For historical datasets or large projects which involve multiple stakeholders, answers may be distributed across documents and in the working memory of collaborators – much of which would never have made it to documentation.

Ask your collaborators for answers, and rely on multiple sources of information for the truth.

The Relative Movie Attributes Data Card aggregates content from at least three distinct sources related to the dataset. In this case, the documents have been linked so interested readers can verify the accuracy of content and find out more information as needed.

Don't underestimate the time needed to fill out a Data Card.

Filling out technical fields and summarizing disparate documents into the Data Card can take a few hours.
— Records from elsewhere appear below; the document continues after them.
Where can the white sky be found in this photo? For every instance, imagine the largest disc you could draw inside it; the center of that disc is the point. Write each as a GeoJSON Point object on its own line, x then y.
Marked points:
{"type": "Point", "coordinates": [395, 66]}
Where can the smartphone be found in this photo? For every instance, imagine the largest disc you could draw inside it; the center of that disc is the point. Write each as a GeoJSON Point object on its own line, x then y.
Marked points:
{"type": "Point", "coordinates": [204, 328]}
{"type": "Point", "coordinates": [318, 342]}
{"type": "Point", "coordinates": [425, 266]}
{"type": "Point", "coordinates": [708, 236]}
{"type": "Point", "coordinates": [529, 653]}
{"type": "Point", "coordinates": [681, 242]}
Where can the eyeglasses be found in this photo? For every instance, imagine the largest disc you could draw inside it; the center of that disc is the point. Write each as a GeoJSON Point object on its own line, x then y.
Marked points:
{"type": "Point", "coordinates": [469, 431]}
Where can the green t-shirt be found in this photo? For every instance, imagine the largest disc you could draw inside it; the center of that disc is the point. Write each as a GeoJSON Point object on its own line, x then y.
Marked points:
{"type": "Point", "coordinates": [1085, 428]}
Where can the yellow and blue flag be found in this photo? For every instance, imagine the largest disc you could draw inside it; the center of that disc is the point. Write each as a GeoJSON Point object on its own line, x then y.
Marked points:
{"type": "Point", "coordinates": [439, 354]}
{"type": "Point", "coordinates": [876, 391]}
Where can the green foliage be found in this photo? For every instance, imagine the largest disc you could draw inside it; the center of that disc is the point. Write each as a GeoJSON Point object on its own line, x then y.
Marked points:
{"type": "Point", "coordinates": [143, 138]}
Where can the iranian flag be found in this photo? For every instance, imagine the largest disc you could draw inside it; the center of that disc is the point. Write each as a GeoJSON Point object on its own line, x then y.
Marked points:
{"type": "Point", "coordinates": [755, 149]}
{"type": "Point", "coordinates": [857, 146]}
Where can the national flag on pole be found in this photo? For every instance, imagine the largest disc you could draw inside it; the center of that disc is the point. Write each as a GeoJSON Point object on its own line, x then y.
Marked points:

The work of framing, validating, and conducting additional analyses can take much longer.

Identify and involve experts and stakeholders early, and account for a few rounds of feedback.

When working with reviewers, the authors of the More Inclusive Annotated People (MIAP) Data Card found a significant number of unknown attributes, prompting additional analysis. While this was determined to be fairly typical of similar computer vision datasets, authors felt it was important to disclose their learnings. They worked with visualization experts and content writers who helped them translate a large table into a meaningful summary visualization, adding 2+ weeks to their timeline.